Dr Tom Clonan, now a lecturer in the school of media in the Dublin Institute of Technology, had claimed that the Army engaged in a "process of character assassination" on him after his research on alleged bullying and sexual harassment in the Defence Forces was published in the media.
Dr Clonan, of Booterstown, Co Dublin, had told the Circuit Civil Court that he had carried out the research on the basis that the findings would not be published. He did not leak the results to the media, but answered questions when approached by journalists.
However, Jim O'Callaghan, for the defence, produced a tape of Dr Clonan "saying things" to a Capt Hanley in 2001 just weeks before the research findings were published in the Sunday World. Mr O'Callaghan said the tape indicated Dr Clonan's state of mind as to what was going to happen.

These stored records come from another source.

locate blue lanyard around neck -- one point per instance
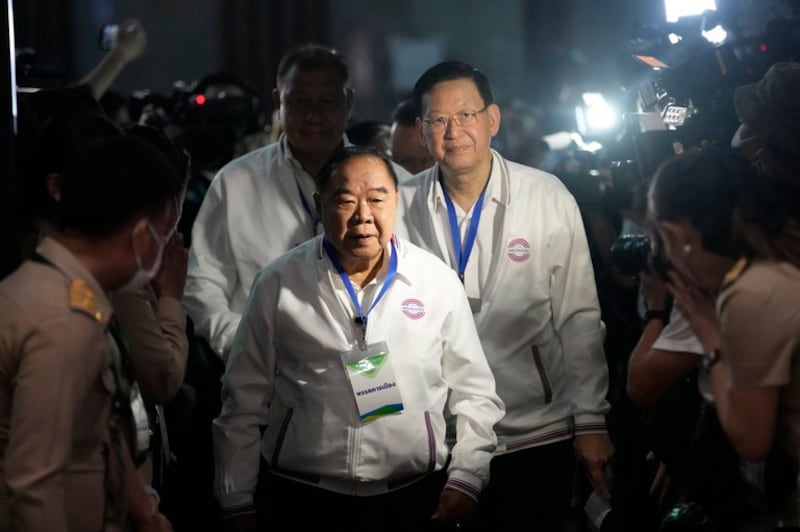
(462, 255)
(362, 317)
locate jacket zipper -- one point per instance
(548, 390)
(281, 436)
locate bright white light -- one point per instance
(716, 35)
(597, 114)
(676, 9)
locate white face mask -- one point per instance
(142, 275)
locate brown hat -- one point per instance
(771, 106)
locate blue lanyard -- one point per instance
(306, 206)
(362, 317)
(462, 255)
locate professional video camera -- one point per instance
(208, 118)
(683, 83)
(683, 94)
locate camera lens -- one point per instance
(630, 254)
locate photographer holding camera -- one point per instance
(733, 244)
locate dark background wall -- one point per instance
(533, 50)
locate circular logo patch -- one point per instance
(518, 250)
(413, 308)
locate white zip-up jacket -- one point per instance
(539, 320)
(285, 373)
(252, 213)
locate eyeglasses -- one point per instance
(461, 119)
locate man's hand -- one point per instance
(171, 277)
(594, 451)
(456, 509)
(131, 40)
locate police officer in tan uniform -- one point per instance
(60, 454)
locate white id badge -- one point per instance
(373, 381)
(475, 305)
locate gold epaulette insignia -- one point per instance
(81, 298)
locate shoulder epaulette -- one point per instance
(82, 299)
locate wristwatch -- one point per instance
(711, 358)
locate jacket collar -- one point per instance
(497, 191)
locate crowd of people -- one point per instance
(394, 326)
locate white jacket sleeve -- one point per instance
(212, 275)
(473, 399)
(576, 318)
(246, 388)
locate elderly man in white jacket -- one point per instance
(351, 347)
(514, 236)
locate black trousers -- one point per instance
(529, 490)
(284, 504)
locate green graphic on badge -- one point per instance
(372, 378)
(367, 367)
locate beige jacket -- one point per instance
(55, 395)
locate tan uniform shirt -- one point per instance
(155, 331)
(55, 395)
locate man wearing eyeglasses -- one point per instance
(514, 236)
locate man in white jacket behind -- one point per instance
(514, 236)
(260, 205)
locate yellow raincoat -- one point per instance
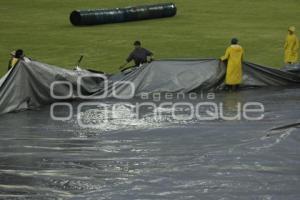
(12, 63)
(234, 55)
(291, 49)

Dr Clonan (38), who retired from the Army in November 2000, told the court that he had no knowledge that the conversation had been recorded.
Senior counsel Marc de Blacam, for Dr Clonan, said it was "an underhand tactic" by the defence as the tape had not been disclosed as evidence before the case began. He requested an adjournment to read a transcript, and upon resumption he informed the court that the case was to be struck out. There was to be no order in relation to costs, he told Judge Katherine Delahunt.
Earlier, the court heard that the findings of Dr Clonan's doctoral thesis suggested widespread bullying and sexual harassment of female soldiers in the Army. Results indicated that 59 of the 60 female personnel whom Dr Clonan interviewed made some kind of allegation "up to and including sexual assault and rape".
On August 5th, 2001, the Sunday World broke the story, and it was picked up by several other newspapers, the court heard.
The Army's press officer, Comdt Ciaran McDaid, later issued a briefing to senior commanding officers accusing Dr Clonan of engaging in a "well planned and assisted effort" to maximise damage and embarrassment to the Defence Forces. Dr Clonan claimed this memo was libellous and was leaked to at least one newspaper.
Dr Clonan claimed he had been subjected to abuse by former colleagues as a result of it. "I have effectively been sent to Coventry by my former colleagues over this."